Rave grinst mich an und hält mir die Tür auf. «Bitte einsteigen Mylady». Ich muss lächeln. Das ist echt das schrägste, was ich je erlebt habe. Normalerweise würde ich nie in das Auto eines Fremden steigen. Rave steigt auf der anderen Seite ein und fährt auf die Hauptstrasse. «Du hast heute also ein Bewerbungsgespräch?», fragt er mich. «Ja.» Ich werde rot, als ich darüber nachdenke, wie ich am Telefon geheult habe. «Ich habe mich an der «Stalwen Company» beworben als Managerassistentin. Es war schon immer ein Traum, dort arbeiten zu dürfen. Die Firma setzt sich für Leute in Armut ein und hat einen sehr guten Ruf. Und ausserdem braucht meine Familie dringend Geld. Ich habe mich von ganz unten nach oben gearbeitet, um diesen Job zu bekommen. Ich möchte meine Familie Stolz machen.
«Hmm, hab auch schon viel über diese Firma gehört. Ich denke nicht, dass du dir Sorgen machen musst, wegen des Bewerbungsgesprächs. Ich kenne dich zwar nicht gut, aber du wirkst sehr sympathisch und man merkt, dass du für diesen Job brennst.»
Nachdenklich betrachte ich Rave von der Seite. Sein Seitenprofil ist perfekt und er strahlt so viel Selbstbewusstsein aus. Hätte ich doch nur auch so eine Ausstrahlung. «Danke, ich bin sooo nervös, hoffentlich macht es denen nichts aus, wenn ich mit nassen Haaren daherkomme.»

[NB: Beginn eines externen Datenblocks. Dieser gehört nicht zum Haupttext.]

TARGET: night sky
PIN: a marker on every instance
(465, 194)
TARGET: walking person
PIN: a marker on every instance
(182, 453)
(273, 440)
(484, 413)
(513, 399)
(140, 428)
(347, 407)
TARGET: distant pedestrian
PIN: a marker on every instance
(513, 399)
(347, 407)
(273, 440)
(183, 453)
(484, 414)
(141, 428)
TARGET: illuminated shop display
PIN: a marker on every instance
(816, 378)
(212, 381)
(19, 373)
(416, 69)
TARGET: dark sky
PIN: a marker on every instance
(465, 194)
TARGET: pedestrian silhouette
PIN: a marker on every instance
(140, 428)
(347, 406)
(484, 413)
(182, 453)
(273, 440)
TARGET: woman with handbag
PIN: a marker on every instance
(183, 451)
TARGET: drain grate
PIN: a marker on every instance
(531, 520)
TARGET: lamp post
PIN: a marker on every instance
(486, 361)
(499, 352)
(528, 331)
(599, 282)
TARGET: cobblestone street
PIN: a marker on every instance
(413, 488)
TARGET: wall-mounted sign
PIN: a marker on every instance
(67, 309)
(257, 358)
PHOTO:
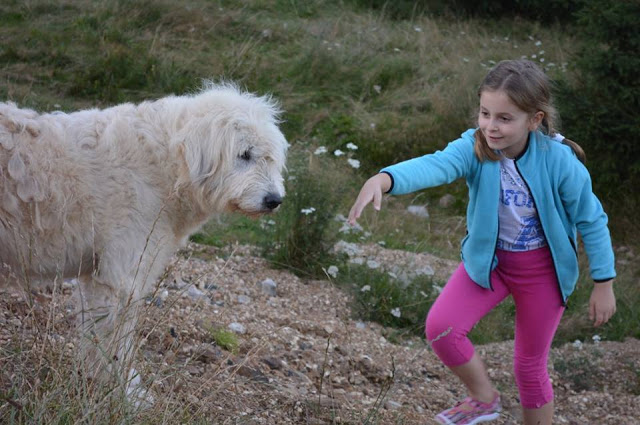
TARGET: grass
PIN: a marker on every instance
(345, 74)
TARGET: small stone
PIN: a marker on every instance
(237, 328)
(269, 287)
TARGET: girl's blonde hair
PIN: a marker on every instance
(529, 88)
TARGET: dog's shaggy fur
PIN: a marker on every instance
(107, 196)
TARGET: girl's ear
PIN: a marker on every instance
(536, 120)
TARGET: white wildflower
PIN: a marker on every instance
(332, 271)
(354, 163)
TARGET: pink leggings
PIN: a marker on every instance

«Ich finde, es sieht gut aus.» Er zwinkert mir zu und Röte schiesst mir in die Wangen. 5 Minuten später haltet Rave vor der riesigen Firma. «Ich begleite dich schnell rein.» Gemeinsam treten wir an den Empfang. Die Sekretärin lächelt mich an, wird aber schneeweiss, als sie Rave neben mir sieht. Was hat sie nur?

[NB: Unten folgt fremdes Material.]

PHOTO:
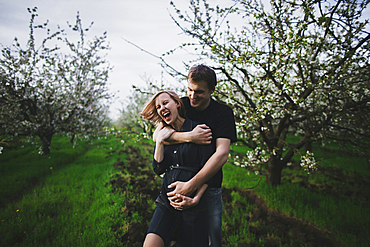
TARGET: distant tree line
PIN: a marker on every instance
(55, 85)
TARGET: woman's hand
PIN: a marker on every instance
(163, 134)
(181, 202)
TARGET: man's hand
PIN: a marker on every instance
(183, 188)
(201, 134)
(183, 202)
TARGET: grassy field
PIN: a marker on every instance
(101, 193)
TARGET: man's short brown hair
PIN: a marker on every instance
(201, 72)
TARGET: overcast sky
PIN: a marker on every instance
(146, 23)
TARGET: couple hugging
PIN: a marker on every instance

«Sierra» sagt Rave an die Sekretärin gewandt, «das ist Elaine. Sie wird ab Morgen bei uns arbeiten. Kannst du ihr schon einmal alles zeigen?» Verwirrt schaue ich den Mann neben mir an. Lächelnd streckt er mir nochmals die Hand hin. «Tut mir leid, ich stelle mich nochmals kurz vor: Ich bin Raven Stalwen, CEO von der Stalwen Company.»